From my experience, you can scale a rails app the same way you can scale a django app the same way you can scale a java webapp, and so on. The general problem with frameworks is they try to make you not think about datastore access. Datastore access tends to be the hardest part to scale.
Also, in addition to what others have mentioned, iLike uses (used?) rails - it was a large early facebook application. Not sure what their traffic is like nowadays, but I think it was pretty large in the early days. (Edit: http://blog.ilike.com/ seems to document their growth in registered users all the way back to 2007)
Shopify is using rails. The thing is rails is bad when there are a whole lot of short life requests. This is what twitter had. The entire rack middleware being loaded for every tweet.
I'd like to know this as well. Some of my Coworkers went to RailsCon a few weeks ago and were remarking how a speaker talked about how they scaled from tens of thousands of hits a month to a couple hundred thousand hits a month. Not very encouraging when that's the sort of traffic we get in an hour and the solution was to use nearly double the amount of web and memcached servers than we do now on our PHP stack.
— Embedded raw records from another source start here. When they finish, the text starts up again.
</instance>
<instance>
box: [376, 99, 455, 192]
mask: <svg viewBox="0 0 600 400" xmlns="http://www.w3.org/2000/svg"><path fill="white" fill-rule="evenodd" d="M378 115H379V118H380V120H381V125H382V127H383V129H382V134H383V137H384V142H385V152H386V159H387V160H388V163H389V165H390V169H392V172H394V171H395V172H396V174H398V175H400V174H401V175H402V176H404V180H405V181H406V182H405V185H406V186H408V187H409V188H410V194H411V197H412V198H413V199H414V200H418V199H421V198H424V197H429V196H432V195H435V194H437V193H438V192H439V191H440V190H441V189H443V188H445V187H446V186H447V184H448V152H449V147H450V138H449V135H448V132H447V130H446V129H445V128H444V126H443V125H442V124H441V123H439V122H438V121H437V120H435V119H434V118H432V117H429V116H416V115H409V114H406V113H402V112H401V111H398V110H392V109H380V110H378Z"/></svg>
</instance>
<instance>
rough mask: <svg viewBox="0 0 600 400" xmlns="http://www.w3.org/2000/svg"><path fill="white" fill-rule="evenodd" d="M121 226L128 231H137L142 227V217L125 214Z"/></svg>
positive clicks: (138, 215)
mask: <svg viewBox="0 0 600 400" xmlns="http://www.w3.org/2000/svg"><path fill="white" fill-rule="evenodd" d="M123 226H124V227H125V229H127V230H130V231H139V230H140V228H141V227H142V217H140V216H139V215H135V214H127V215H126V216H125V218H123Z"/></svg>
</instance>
You can't compare servers to servers. Each app has its own computational needs and caching rules. Your hit is not my hit. One site might simply render a template, another might perform 20 queries and generate giant complex docs.
While it's true you can't do 1 to 1 the fact that my site does ~700 times as much traffic, and it is absolutely the latter of your two types time ten is a cause for caution. This is why I want to hear from some actual enterprise level people that have solved real scaling problems, unfortunately at the conf it seemed like startup size scaling problems were being addressed, and perhaps not very well.
I know Twitter kind of had to move away from Rails due to scalability issues.
Is that true? I know they replaced their Ruby Starling system with a Scala-based solution, but that wasn't Rails to begin with. They also built a new search engine that didn't use Rails. But as much as I can ascertain, the core consumer facing product still does use Rails today.
But will JavaScript be able to scale? It has come a long way from the days of onMouseOver but it seems like it's going to be hard unless it gets turned into a different language (i.e. Dart).
V8 increases performance by compiling JavaScript to native machine code (x86,[2] ARM,[2] or MIPS[3] CPUs), before executing it, versus executing bytecode or interpreting it. Further performance increases are achieved by employing optimization methods such as inline caching.
I mean the language itself, not the performance of the individual implementations. For example, I can't imagine prototype based OO being used for large scale projects.
I'm pretty sure they still use Rails for the HTML application that you see when you visit twitter.com - it's the backend stuff (the data storage layer, the message queues, the API etc) that's been ported over to Scala/Java.
Also who cares if Twitter had to move to another technology. 99.9999% of people will never ever have to face those issues.
Twitter would have hit the wall with any other tech, it just grew like crazy all of a sudden. The fact that it was able to get on its feet so fast though, that's thanks to Rails.
I think this whole "Rails doesn't scale" is the new "Java is slow". Baseless and ridiculous.
I know Twitter kind of had to move away from Rails due to scalability issues.
GameBattles.com also had to back away from Rails after their uptime dropped to 80%.
I am not trying to tarnish Rails, I am just curious to learn about some success stories involving Rails at very large scale.